Grandma and Grandpa made these with Silas last spring, and he LOVED them! He was excited for me to try them, and I was very impressed. They taste like a fried veggie, especially like battered mushrooms. They’re extra good dipped in ranch dressing.
Fried dandelion blossoms
INGREDIENTS
About 20-30 dandelion blossoms
2 eggs
About 1/2 cup flour
Salt & pepper
About 3 tablespoons butter
2 tablespoons olive oil
DIRECTIONS
1.) For the dandelions, remove as much of the stem as possible. It’s OK to leave the tiny green leaves at the base of the blossom. Soak the dandelions in cold water for a few minutes, in case of insects.

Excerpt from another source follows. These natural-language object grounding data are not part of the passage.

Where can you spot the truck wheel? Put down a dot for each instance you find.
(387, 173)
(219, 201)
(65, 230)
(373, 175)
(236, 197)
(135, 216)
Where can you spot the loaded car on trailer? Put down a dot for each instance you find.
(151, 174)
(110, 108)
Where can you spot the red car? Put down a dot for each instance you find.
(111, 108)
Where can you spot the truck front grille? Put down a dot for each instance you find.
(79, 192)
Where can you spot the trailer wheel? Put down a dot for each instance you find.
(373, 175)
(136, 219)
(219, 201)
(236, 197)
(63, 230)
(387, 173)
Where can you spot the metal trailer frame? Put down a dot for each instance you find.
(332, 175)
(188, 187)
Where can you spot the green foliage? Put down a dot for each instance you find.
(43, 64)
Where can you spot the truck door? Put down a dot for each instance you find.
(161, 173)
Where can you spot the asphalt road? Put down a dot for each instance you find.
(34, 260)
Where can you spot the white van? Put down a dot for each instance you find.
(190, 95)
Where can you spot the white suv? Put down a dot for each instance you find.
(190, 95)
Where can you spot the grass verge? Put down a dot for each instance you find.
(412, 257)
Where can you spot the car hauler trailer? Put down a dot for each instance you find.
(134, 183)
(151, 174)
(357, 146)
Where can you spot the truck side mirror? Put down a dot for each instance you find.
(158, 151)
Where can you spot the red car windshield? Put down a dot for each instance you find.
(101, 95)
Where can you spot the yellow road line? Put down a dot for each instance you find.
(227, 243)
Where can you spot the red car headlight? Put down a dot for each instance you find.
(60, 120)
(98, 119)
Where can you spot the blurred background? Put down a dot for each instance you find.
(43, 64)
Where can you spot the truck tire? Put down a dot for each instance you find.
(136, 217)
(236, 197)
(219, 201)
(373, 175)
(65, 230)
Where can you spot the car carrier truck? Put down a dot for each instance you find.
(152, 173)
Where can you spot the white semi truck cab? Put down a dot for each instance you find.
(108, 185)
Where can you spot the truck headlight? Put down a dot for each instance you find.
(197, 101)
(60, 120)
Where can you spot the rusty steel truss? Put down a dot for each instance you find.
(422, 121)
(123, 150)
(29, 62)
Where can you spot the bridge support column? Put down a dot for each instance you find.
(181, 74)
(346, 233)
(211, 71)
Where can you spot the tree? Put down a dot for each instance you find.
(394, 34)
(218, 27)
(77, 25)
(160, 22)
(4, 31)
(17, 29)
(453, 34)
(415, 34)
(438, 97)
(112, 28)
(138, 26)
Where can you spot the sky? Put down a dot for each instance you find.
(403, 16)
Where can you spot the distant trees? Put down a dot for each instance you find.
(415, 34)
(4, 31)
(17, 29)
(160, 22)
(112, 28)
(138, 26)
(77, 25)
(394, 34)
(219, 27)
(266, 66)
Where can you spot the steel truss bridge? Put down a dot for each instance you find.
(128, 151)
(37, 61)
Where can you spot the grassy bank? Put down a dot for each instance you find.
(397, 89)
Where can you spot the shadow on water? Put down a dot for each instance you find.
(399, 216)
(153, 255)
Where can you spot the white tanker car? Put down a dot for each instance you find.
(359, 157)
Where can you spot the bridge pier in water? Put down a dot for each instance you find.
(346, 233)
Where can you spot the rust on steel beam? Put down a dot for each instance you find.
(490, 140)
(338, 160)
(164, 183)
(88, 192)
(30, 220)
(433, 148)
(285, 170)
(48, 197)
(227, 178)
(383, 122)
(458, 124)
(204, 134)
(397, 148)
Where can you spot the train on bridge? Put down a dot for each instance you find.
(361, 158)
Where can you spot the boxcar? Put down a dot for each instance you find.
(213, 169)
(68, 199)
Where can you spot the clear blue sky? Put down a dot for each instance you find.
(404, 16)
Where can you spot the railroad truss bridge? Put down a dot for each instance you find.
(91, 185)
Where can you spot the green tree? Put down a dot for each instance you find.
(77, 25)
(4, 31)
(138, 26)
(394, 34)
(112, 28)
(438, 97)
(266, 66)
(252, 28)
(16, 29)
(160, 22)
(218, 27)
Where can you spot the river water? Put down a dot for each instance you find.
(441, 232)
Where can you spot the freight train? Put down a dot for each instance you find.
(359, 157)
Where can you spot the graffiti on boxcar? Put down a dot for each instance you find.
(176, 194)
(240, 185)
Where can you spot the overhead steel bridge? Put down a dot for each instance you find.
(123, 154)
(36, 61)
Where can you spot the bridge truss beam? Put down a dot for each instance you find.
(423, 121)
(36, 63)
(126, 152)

2.) In a small bowl, crack eggs and mix with a fork.
3.) In another bowl, combine flour, salt, and pepper.
4.) Heat butter and oil in a skillet. (I used an electric skillet.)

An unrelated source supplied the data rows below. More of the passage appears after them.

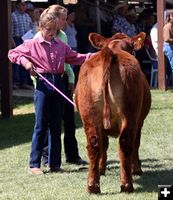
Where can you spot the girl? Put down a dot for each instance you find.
(47, 56)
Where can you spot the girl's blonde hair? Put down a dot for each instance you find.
(46, 18)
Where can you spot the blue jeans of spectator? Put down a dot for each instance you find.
(168, 51)
(48, 116)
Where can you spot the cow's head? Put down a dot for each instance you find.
(119, 40)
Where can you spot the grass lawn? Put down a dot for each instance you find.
(156, 153)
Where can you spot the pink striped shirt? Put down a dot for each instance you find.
(47, 57)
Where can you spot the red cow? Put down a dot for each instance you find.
(113, 99)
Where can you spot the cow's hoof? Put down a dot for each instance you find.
(102, 172)
(127, 188)
(94, 189)
(137, 172)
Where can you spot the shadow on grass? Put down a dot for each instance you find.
(150, 180)
(16, 131)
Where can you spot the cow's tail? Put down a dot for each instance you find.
(109, 59)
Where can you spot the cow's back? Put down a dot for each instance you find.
(127, 90)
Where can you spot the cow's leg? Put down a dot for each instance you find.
(125, 155)
(136, 163)
(93, 147)
(103, 156)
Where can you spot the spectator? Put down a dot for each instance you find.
(120, 23)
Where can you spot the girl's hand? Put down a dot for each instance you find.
(28, 66)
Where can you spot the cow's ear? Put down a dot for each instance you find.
(138, 40)
(96, 40)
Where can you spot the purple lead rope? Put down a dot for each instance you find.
(69, 100)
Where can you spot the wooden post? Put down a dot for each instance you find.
(161, 60)
(5, 65)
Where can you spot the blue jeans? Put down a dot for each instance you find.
(48, 115)
(20, 74)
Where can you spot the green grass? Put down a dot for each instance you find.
(156, 153)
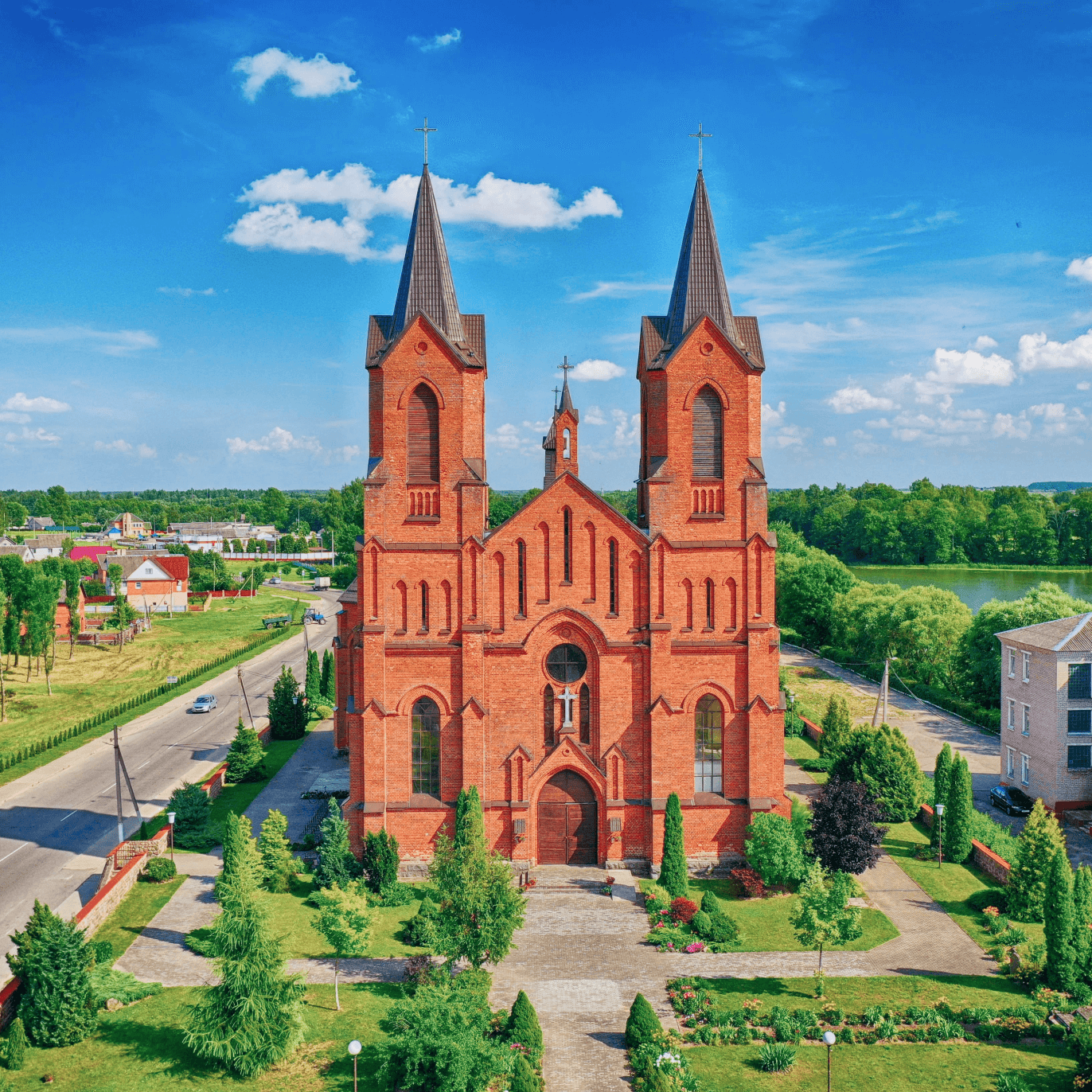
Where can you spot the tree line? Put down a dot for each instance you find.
(949, 525)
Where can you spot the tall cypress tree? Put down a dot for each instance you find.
(673, 877)
(1059, 924)
(959, 812)
(942, 777)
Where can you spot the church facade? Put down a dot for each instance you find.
(575, 667)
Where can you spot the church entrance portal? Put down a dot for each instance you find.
(568, 821)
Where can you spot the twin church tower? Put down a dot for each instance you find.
(573, 666)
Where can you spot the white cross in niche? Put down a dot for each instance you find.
(568, 697)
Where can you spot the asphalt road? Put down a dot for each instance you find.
(58, 822)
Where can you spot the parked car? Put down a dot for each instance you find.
(1012, 801)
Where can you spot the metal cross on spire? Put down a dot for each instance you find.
(424, 129)
(699, 135)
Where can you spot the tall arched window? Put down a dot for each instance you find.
(708, 728)
(423, 463)
(708, 434)
(426, 747)
(548, 708)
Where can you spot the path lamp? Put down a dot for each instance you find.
(354, 1048)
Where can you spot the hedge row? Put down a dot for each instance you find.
(14, 758)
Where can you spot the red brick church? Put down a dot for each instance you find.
(573, 666)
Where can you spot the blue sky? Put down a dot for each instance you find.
(200, 216)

5.) Drain water from dandelions. Dip dandelions in the egg, then roll in flour.
6.) Place the battered dandelions in the hot skillet. Cook until browned (medium to high heat), then flip and brown the other side. If they clump, break them apart. The pieces should be tiny, and nicely browned. Cook until very tender. Serve hot with a side of ranch.